Las declaraciones del ministro de Educación, Nicolás Lynch, dando por concluida la experiencia del bachillerato han motivado reacciones a favor y en contra, entre estas últimas las de diversas personas que sienten que verían afectadas sus ocupaciones como consultores, funcionarios o profesores.
El ministro ha hecho bien en tranquilizarlos al anunciar que serían recogidos los aportes y aprendizajes rescatables del bachillerato, así como su personal capacitado y experimentado para integrarlos a la secundaria, que es donde siempre debió estar ubicado este experimento.
A pesar de que ya todos los argumentos técnicos han sido expuestos, pienso que hay un par de dimensiones que merecen revisarse. Por un lado, el argumento de quienes sostienen que «el hecho de haber sido una experiencia fujimorista no debe anular sus aportes». Según este, daría la impresión que este bachillerato realmente produjo importantes avances, casi mágicos, y que de la noche a la mañana el pésimo nivel educativo de los peruanos se transformó gracias a la brillante idea de un grupo de funcionarios instalados en el Ministerio de Educación. Todos sabemos que no hay tal cosa y el artículo de Idel Vexler (30.9.2001) lo sustenta muy bien. Los egresados de la secundaria y del bachillerato siguen con las mismas carencias educativas de hace décadas. El hecho de que gracias a este proyecto se haya multiplicado varias veces la inversión por alumno respecto a lo que se invierte habitualmente en la secundaria tradicional no necesariamente significa que los alumnos hayan mejorado por la buena idea del bachillerato, sino más bien por el largamente documentado impacto que tiene en el mejor desempeño de los alumnos una mayor inversión en libros, materiales didácticos, laboratorios y capacitación de docentes.

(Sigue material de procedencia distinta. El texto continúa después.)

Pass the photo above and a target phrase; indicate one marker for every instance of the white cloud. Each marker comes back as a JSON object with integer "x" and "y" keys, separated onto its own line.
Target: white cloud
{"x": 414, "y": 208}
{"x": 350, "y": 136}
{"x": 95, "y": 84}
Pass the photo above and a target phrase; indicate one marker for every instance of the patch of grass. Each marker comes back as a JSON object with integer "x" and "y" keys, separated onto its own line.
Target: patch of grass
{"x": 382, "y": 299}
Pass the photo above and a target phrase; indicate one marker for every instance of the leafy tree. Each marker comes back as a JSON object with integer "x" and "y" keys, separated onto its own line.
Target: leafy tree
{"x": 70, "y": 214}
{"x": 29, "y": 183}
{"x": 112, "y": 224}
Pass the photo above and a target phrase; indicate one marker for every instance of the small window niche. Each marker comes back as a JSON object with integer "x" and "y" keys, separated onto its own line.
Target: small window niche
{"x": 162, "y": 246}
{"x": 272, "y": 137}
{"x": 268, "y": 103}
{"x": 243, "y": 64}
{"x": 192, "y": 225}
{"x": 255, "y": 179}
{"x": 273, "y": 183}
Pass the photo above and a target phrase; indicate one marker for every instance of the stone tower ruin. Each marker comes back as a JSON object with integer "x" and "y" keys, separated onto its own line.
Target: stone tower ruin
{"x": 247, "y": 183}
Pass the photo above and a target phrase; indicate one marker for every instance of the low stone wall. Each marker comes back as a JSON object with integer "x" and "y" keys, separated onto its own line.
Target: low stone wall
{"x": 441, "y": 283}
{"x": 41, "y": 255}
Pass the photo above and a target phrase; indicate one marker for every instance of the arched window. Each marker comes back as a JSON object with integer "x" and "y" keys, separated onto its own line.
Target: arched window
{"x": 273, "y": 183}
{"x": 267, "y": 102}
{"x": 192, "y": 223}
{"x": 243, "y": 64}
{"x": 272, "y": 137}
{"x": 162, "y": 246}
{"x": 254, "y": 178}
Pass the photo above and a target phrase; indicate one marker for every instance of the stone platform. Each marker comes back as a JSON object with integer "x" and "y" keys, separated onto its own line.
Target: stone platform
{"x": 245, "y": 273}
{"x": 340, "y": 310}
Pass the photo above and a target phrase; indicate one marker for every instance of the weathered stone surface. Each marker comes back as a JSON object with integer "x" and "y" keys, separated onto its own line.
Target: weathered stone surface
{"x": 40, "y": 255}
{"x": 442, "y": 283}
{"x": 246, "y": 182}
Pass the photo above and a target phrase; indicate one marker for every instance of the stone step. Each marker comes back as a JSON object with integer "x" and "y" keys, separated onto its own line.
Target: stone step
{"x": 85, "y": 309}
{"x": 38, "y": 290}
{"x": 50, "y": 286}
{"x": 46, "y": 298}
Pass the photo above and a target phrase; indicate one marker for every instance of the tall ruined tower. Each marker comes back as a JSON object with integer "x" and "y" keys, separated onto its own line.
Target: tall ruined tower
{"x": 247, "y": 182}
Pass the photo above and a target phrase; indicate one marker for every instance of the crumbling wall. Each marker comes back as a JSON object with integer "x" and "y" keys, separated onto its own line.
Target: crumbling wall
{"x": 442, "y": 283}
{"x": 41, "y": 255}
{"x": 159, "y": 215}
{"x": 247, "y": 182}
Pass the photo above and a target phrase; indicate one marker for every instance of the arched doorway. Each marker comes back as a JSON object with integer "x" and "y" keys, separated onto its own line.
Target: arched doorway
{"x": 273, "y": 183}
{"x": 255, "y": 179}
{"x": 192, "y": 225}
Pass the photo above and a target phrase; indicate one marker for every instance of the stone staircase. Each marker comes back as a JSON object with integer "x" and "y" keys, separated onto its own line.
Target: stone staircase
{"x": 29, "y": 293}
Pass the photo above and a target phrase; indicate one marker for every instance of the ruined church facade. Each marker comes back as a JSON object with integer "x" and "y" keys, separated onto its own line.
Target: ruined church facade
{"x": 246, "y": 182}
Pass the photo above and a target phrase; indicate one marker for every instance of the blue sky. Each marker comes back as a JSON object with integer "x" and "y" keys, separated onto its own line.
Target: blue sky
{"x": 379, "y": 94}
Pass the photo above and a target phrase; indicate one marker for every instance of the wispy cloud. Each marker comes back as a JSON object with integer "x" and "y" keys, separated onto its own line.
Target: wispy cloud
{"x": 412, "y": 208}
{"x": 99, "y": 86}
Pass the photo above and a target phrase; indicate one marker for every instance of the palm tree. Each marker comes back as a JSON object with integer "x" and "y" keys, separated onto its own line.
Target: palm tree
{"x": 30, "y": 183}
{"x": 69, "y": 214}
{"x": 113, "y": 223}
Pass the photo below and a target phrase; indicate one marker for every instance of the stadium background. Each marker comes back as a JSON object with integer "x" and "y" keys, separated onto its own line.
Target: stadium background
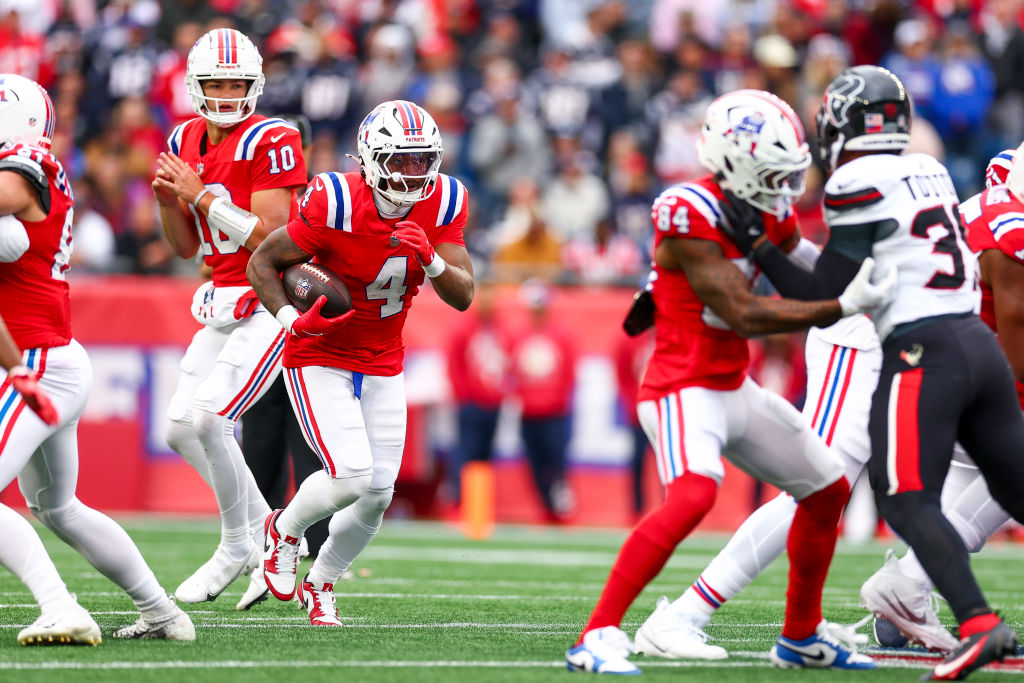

Pero hay una dimensión adicional, que va más allá de lo meramente técnico. Aun aceptando que hubo en el Ministerio de Educación gente inocente bien intencionada, la conducción política del sector estuvo al servicio de la dictadura y la corrupción, facilitó la manipulación de conciencias a partir del uso político de alimentos, medicinas y esterilizaciones, premeditadamente modificó estadísticas escolares y ocultó información internacional sobre el pésimo desempeño comparativo de nuestros alumnos, maltrató físicamente a funcionarios disidentes del sector, etc. Por lo tanto, pedir que se rescate el proyecto que nació manchado de sangre e indignidad, o aspirar a que sus evaluaciones respecto al bachillerato se tomen con seriedad, no tiene el debido soporte ético. La salud democrática de los profesores y alumnos peruanos requiere una reivindicación, por lo que cancelar este bachillerato, que fue el símbolo de la manipulación política, tiene un enorme valor ético. En nombre del bachillerato se le hizo mucho daño al Perú. Fue un invento de la dictadura para perpetuarse, para desviar la atención popular de los problemas reales de la educación, fue una cortina de humo para publicitar la ilusión de que con Fujimori «la educación peruana será la mejor de América Latina». Ese es el tema. El bachillerato es un trofeo de la dictadura. Esa es la razón por la que, más allá de algunos aprendizajes que haya producido la experiencia de los bien intencionados, debe ser anulado y aquellos aportes pedagógicos que resulten relevantes incorporados con otro espíritu a nuestra deteriorada educación secundaria.
Sin embargo, nada de esto debe ocultar el hecho de que el problema decisivo de la escuela peruana no está en la alta secundaria, sino en lo que ocurre antes de iniciar la primaria.
La mayoría de los niños inician con tantas desventajas su escolaridad que luego tienen escasas posibilidades de sacarle provecho.